The merchant recorded revenue of AUD$3.78bn, which it said is in line with the previous corresponding period, despite volumes being down 7% to 1.97m tonnes.
Paperlinx said its results had been influenced by the decision to sell the Australian manufacturing business, divisional operating earnings of AUD$92m, and foreign exchange impacts.
However, despite the "significant loss", the company claimed the sale was an important step to secure its financial stability.
Regional president for the UK, Ireland and South Africa, David Allen, said the results demonstrated a "strategic shift" from a combined mill and merchant group to a business focused solely on merchanting.
While there was a write-down on the mills following the sale to Nippon Paper, Allen said the merchanting business was continuing to perform well despite the tough economic environment.
Its worldwide merchanting business achieved an EBIT of AUD$77.2m in the six-month period to December 2008, down 20% on the previous year.

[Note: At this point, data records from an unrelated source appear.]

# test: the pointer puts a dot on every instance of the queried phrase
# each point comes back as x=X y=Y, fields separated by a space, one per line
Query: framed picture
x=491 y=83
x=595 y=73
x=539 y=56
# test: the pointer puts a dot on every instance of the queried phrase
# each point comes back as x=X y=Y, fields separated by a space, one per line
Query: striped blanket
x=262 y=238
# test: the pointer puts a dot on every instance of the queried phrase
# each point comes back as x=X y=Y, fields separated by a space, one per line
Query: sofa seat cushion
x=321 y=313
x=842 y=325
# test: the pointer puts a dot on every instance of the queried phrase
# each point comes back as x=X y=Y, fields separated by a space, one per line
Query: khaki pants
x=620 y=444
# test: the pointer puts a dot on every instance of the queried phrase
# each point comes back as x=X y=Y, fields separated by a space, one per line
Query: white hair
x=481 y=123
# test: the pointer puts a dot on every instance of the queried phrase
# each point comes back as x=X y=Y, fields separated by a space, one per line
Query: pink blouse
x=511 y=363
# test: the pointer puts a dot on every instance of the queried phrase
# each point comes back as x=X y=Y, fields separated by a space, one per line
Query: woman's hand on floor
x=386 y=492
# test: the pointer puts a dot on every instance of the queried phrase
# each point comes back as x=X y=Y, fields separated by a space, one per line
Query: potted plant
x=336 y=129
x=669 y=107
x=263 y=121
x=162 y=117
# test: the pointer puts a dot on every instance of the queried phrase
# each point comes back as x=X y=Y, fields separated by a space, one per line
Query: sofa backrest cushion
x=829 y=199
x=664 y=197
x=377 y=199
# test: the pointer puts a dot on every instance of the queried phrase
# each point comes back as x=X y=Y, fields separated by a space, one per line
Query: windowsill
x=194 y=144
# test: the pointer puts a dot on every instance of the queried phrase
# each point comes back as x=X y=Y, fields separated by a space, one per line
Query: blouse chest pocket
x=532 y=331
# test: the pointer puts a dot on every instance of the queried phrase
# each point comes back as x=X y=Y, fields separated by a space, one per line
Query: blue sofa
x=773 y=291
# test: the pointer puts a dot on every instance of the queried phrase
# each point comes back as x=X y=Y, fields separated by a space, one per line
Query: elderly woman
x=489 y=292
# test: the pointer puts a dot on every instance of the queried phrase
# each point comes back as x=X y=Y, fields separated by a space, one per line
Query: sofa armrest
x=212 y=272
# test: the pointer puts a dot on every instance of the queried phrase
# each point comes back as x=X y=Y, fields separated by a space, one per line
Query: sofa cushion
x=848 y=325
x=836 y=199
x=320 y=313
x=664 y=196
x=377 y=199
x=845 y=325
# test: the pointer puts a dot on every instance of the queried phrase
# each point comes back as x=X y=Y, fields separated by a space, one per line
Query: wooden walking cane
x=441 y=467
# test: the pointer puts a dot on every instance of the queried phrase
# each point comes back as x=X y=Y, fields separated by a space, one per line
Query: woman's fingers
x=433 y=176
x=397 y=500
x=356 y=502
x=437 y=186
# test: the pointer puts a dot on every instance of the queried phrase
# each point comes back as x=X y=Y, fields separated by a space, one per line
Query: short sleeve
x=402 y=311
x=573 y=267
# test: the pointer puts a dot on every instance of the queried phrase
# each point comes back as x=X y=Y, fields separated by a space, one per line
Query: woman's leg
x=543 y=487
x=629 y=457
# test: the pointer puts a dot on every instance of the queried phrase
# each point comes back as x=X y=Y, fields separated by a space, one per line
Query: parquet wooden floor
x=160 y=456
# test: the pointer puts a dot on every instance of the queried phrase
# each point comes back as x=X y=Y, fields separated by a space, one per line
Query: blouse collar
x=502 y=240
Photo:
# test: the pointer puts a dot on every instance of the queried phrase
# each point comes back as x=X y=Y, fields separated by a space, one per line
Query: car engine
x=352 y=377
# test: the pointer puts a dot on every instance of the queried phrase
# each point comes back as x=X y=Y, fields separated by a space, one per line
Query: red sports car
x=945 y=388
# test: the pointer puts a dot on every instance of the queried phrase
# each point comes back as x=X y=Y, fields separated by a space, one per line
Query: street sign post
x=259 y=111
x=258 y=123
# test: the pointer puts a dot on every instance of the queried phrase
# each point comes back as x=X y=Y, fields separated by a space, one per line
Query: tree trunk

Allen said: "In the UK, these results will enable us to continue to invest in our three operating companies – Howard Smith Group, Robert Horne Group and The Paper Company – to ensure we maintain the depth and breadth of products and services we offer to our customers."
Earlier this month, Paperlinx agreed to sell its Australian Paper business for AUS$700m to Japan-based Nippon Paper Group.
The sale excludes its two Tasmanian mills at Burnie and Wesley Vale, but a review of these operations will be completed over the next few months that could see the sites sold or closed.
Paperlinx said this has been the most challenging period in the history of the company, which has been making paper in Australia since 1926 and distributing paper in Europe since the 1600s.